That's what I assumed. I figured that you had taken it down intentionally. 

Oh, and Totmacher and anyone else still interested in getting ahold of the video, I will respect Em's privacy, and not distribute it at all, even privately. Sorry, guys. I hadn't even meant to keep the thing, and only thought of checking my download cache when I saw that this thread was still going. 

But if you still wanted to leave me a paper bag filled with money somewhere, I wouldn't object.


----------



## Stealth (Oct 25, 2005)

*puts on cutesy-fase*


Puh-Leaassseeeee???


----------



## Totmacher (Oct 26, 2005)

bluetech said:


> That's what I assumed. I figured that you had taken it down intentionally.
> 
> Oh, and Totmacher and anyone else still interested in getting ahold of the video, I will respect Em's privacy, and not distribute it at all, even privately. Sorry, guys. I hadn't even meant to keep the thing, and only thought of checking my download cache when I saw that this thread was still going.
> 
> But if you still wanted to leave me a paper bag filled with money somewhere, I wouldn't object.

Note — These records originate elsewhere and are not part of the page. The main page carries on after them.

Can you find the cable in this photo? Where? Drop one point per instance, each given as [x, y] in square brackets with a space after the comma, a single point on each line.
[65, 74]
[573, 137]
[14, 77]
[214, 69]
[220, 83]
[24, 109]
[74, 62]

I figured you wouldn't, but there is a paper bag full of cash here that's just gonna have to go back to the bank...  Sorry, em. You're just too cute for my own good sometimes


----------



## bluetech (Oct 26, 2005)

Perhaps as a consolation, if she feels up to it CurvyEm could produce other videos graced with her beauty for private screenings here at Dimensions? 

Just a suggestion.


----------



## AnnMarie (Oct 26, 2005)

I have closed this thread at Em's request. She doesn't want the video reposted, or to have it keep coming up again and again... so closed it is, hope you enjoyed it while it was there!


----------